Con la sentenza n. 16388 del 4 luglio 2017, la Corte di Cassazione ha asserito che risulta legittimo il licenziamento, per impossibilità sopravvenuta della prestazione, di un dipendente al quale era stato ritirato il tesserino aeroportuale a seguito di un provvedimento dell’autorità giudiziaria.
Il recesso risulta appunto intimato per impossibilità sopravvenuta della prestazione, dopo una sospensione del rapporto di lavoro di circa un anno in conseguenza del provvedimento di ritiro delle tessera di accesso all’area aeroportuale in possesso del lavoratore, documento essenziale per lo svolgimento.
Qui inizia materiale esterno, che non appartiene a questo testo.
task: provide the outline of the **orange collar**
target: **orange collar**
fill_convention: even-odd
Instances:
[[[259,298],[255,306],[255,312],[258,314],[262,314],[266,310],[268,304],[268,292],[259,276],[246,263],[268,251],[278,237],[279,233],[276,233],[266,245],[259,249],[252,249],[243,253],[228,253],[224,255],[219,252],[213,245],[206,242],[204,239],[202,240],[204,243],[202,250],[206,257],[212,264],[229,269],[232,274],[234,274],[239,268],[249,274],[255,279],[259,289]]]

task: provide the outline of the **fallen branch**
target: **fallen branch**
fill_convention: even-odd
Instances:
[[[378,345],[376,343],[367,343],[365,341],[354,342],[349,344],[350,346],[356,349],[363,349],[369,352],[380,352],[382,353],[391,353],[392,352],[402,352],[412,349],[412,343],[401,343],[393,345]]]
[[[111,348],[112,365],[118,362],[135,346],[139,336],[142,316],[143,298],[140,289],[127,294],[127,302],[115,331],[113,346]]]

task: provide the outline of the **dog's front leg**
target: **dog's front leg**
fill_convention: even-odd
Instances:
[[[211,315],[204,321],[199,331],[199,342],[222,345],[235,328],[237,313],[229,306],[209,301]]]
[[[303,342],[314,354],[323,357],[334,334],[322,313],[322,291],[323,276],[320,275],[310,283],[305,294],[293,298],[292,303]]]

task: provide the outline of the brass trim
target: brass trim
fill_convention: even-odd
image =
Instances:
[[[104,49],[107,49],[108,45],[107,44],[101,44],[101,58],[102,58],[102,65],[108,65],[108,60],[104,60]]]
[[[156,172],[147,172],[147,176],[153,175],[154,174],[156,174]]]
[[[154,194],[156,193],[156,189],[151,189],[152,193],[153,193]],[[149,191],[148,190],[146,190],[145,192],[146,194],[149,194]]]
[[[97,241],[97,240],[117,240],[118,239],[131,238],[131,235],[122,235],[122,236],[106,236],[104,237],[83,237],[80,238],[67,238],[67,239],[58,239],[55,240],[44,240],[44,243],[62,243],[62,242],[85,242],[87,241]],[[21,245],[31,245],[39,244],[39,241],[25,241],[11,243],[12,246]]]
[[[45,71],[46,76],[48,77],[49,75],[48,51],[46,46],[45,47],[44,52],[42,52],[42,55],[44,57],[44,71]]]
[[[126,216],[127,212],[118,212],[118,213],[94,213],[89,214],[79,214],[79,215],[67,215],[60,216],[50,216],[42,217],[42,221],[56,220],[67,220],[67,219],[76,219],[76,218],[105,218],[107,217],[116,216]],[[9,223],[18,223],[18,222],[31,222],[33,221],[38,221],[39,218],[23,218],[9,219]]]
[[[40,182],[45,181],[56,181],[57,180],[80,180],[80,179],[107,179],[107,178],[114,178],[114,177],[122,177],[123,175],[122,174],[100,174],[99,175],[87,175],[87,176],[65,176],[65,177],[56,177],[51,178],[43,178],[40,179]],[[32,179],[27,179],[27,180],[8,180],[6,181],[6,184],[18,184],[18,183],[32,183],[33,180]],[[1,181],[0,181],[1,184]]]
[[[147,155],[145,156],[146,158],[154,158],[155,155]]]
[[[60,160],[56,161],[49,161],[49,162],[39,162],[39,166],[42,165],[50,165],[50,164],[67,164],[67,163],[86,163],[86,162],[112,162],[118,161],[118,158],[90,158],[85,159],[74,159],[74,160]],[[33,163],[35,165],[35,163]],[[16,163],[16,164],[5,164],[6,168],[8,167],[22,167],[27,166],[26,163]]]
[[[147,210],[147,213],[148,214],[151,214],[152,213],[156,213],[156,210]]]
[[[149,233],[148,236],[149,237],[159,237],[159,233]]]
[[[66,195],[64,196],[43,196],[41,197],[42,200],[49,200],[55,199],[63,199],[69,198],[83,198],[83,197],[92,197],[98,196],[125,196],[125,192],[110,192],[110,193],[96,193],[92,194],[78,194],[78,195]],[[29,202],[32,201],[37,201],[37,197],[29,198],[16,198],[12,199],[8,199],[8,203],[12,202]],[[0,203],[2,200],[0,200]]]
Non si tratta, pertanto, di un licenziamento disciplinare ma di un recesso intimato in conseguenza dell’accertata impossibilità sopravvenuta allo svolgimento della prestazione convenuta contrattualmente, in virtù di un provvedimento non emesso dal datore di lavoro ed estraneo alla sua sfera di influenza, come il rilascio del tesserino di accesso nell’area aeroportuale.
In relazione alla mancata corresponsione delle retribuzioni nel periodo di sospensione, occorre ricordare che nel contratto di lavoro – ove le prestazioni sono corrispettive, in quanto all’obbligo di lavorare dell’una corrisponde l’obbligo di remunerazione dell’altra – ciascuna parte può valersi dell’eccezione di inadempimento prevista dall’art 1460 c.c., dovendosi escludere che alla inadempienza del lavoratore il datore di lavoro possa reagire solo con sanzioni disciplinari o, al limite, con il licenziamento, oppure col rifiuto di ricevere la prestazione parziale a norma dell’art. 1181 c.c. e con la richiesta di risarcimento.
Ne consegue che, nel caso di inadempimento della prestazione lavorativa il datore di lavoro non è tenuto al pagamento delle retribuzioni ove ricorrano le condizioni dell’art. 1460 c.c.